Dans les années 1960, Reggie Kray est devenu une figure montante du crime à Londres, possédant quelques bars et clubs et jouant de plus en plus dans des affaires suspicieuses. Son frère jumeau Ronnie souffre de schizophrénie paranoïaque et est amené à un hôpital psychiatrique. Usant de son influence, Reggie parvient à le faire sortir et Ronnie le rejoint afin de poursuivre les affaires à deux. Reggie rencontre Frances (Emily Browning), la sœur de son chauffeur, et l’invite à sortir, malgré les réticences de la mère de celle-ci à ce que sa fille traîne avec la mafia londonienne. Les frères sont approchés par la mafia américaine pour que les deux parties puissent profiter équitablement les profits de leur organisation ; en contrepartie, les américains demandent que les frères Kray les protègent. À travers les séjours en prison de Reggie, Ronnie prend le dessus sur l’empire familial et cause des pertes importantes pour l’organisation, jusqu’à assassiner publiquement un rival dans un bar, donnant le feu vert à Scotland Yard pour mener une investigation sur les frères.

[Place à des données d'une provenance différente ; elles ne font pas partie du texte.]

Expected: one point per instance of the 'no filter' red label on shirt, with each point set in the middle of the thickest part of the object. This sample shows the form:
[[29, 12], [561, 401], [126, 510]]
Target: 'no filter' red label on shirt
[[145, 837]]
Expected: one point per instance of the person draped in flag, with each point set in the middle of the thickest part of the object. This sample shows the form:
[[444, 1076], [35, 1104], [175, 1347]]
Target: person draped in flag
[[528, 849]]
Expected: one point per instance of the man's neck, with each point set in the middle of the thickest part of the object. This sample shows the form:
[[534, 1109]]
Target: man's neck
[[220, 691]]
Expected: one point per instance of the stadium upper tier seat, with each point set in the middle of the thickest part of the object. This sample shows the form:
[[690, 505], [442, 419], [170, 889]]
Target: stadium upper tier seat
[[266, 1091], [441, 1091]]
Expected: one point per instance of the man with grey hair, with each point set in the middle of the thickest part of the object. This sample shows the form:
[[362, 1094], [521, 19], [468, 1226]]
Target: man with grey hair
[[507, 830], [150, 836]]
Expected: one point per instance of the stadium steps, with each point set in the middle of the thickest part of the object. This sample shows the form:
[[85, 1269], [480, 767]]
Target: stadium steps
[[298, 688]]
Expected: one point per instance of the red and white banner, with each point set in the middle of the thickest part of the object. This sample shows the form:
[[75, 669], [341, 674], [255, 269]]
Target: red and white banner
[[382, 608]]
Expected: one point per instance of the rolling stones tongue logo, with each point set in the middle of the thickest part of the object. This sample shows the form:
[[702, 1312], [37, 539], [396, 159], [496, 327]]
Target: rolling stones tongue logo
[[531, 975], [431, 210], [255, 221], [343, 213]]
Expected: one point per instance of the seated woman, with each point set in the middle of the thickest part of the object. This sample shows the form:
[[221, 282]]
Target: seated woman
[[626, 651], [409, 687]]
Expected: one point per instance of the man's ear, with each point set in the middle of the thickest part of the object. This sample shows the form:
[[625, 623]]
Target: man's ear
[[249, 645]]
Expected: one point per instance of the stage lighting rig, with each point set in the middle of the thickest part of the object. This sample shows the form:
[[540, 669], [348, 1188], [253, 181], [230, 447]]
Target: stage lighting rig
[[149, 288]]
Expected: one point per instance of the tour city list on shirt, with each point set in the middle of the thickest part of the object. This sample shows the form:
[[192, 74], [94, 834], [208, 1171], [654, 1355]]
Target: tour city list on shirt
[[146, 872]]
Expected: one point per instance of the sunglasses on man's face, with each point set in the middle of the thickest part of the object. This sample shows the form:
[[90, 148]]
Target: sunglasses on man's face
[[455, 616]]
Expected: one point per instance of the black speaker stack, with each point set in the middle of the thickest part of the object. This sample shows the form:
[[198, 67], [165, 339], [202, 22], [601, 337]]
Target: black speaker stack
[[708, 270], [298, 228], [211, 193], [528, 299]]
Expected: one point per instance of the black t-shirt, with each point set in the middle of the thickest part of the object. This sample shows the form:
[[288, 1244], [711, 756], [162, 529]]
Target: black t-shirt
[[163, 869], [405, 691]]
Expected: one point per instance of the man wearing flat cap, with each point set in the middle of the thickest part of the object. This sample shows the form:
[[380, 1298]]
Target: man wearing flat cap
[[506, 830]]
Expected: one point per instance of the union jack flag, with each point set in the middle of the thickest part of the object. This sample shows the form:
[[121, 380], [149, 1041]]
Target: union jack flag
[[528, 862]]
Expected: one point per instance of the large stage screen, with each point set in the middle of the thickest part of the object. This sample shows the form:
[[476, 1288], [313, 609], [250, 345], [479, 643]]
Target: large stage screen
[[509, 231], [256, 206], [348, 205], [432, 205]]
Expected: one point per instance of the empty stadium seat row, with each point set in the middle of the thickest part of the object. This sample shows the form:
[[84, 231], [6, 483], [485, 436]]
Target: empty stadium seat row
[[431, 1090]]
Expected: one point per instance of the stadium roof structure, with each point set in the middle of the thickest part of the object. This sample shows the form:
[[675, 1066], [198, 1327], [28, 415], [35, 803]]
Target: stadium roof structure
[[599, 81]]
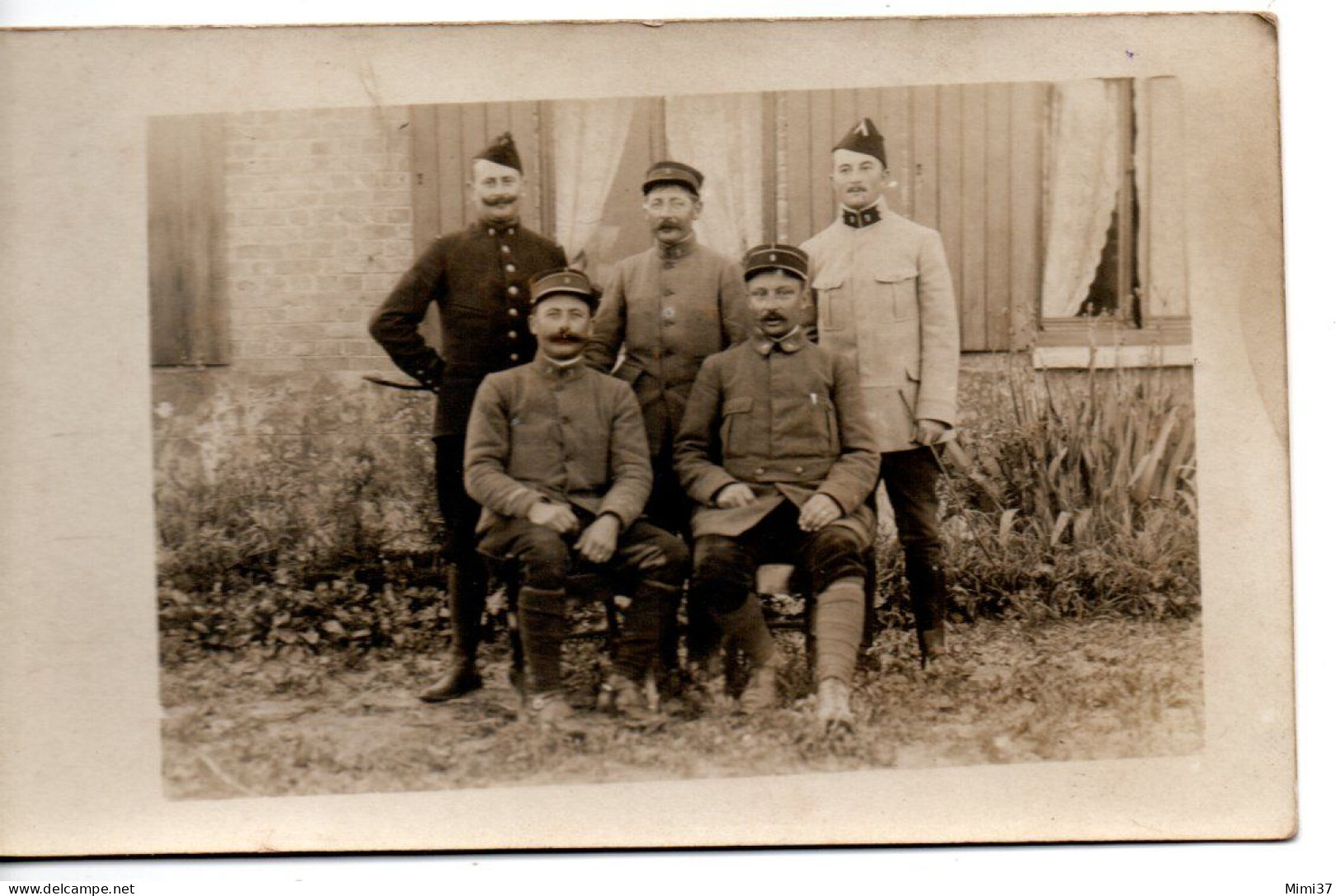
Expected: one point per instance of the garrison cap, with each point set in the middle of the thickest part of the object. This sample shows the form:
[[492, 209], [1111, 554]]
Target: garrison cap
[[776, 256], [864, 138], [673, 173], [563, 282], [501, 150]]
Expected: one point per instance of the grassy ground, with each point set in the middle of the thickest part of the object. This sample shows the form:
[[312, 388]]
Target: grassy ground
[[250, 725]]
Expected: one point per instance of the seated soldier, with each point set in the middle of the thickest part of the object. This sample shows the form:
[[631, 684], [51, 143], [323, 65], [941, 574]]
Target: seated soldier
[[557, 456], [780, 458]]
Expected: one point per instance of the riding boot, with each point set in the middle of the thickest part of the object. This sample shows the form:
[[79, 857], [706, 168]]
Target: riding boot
[[745, 628], [839, 612], [465, 603], [544, 623], [642, 627], [929, 595]]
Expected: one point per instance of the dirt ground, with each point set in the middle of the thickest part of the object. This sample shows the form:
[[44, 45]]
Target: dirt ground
[[1011, 692]]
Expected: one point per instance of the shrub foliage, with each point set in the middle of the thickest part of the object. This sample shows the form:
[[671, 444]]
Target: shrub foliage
[[307, 520]]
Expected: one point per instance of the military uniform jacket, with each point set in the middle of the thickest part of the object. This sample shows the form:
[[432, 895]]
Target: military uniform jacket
[[568, 434], [784, 418], [477, 278], [670, 307], [885, 298]]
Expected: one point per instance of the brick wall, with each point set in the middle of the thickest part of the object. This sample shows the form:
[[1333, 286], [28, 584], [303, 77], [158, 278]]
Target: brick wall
[[317, 231]]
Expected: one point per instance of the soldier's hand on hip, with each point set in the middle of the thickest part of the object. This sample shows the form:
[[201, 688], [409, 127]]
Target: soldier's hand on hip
[[737, 495], [599, 538], [929, 432], [818, 512], [553, 516]]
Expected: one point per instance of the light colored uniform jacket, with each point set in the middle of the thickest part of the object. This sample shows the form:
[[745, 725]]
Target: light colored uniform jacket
[[670, 308], [784, 418], [885, 298]]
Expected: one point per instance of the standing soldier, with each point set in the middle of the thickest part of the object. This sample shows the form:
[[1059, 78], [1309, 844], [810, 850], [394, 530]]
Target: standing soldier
[[477, 278], [670, 307], [886, 299]]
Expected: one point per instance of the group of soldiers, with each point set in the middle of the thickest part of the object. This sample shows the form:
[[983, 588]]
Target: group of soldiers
[[693, 420]]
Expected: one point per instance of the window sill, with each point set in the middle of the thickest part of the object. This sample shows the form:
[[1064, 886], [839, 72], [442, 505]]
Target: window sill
[[1106, 343], [1111, 357]]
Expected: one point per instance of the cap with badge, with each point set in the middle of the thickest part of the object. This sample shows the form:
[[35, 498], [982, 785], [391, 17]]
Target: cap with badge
[[666, 173], [501, 150], [864, 138], [776, 256], [563, 282]]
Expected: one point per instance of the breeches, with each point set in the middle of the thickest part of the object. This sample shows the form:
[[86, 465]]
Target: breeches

Comme dans tout bon biopic, la fin de Legend nous permet de voir ce qui s’est passé avec les frères après les événements répertoriés dans le film. On constate d’emblée que Tom Hardy est d’une ressemblance frappante avec les jumeaux, d’où, probablement, le choix de lui donner ce rôle. Jouer deux personnages à la fois est certainement une épreuve. Contrairement à Jeremy Irons dans Dead Ringers, ici on distingue très bien les deux frères. L’un est stable, l’autre ne l’est pas. Le premier est à l’avant plan et le second est plus effacé. Reggie n’a pas besoin de lunettes, et Ronnie, non seulement en porte-t-il, on a aussi donné à Hardy de fausses dents, l’amenant à avoir du mal à dire ses répliques, postillonnant même de temps à autres. Bien que sa performance soit plus qu’acceptable, on se demande si la ressemblance avec les frères est le seul point sur lequel Helgeland se soit basé. Mis à part Hardy, le film ne nous donne pas à voir de performances extraordinaires. Emily Browning est efficace en jeune fille timide et réticente aux affaires des frères, mais son personnage manque d’éclat. Les nombreux hommes de main et partenaires s’enchaînent les uns les autres sans qu’on leur donne vraiment de personnalité. La pluralité des personnages étant souvent un point commun aux films de crime (The Irishman, Black Mass, Goodfellas pour ne nommer que ceux-là), il est plutôt rare qu’on prenne assez de temps pour tous les identifier et différencier, le plus important étant de mettre les principaux à l’avant, et d’utiliser les autres car ils ont été présents à un moment ou à un autre de la vie de la personne qu’on porte à l’écran. Cela fait donc en sorte que l’on passe (trop?) vite sur certains points qui auraient pu être approfondis.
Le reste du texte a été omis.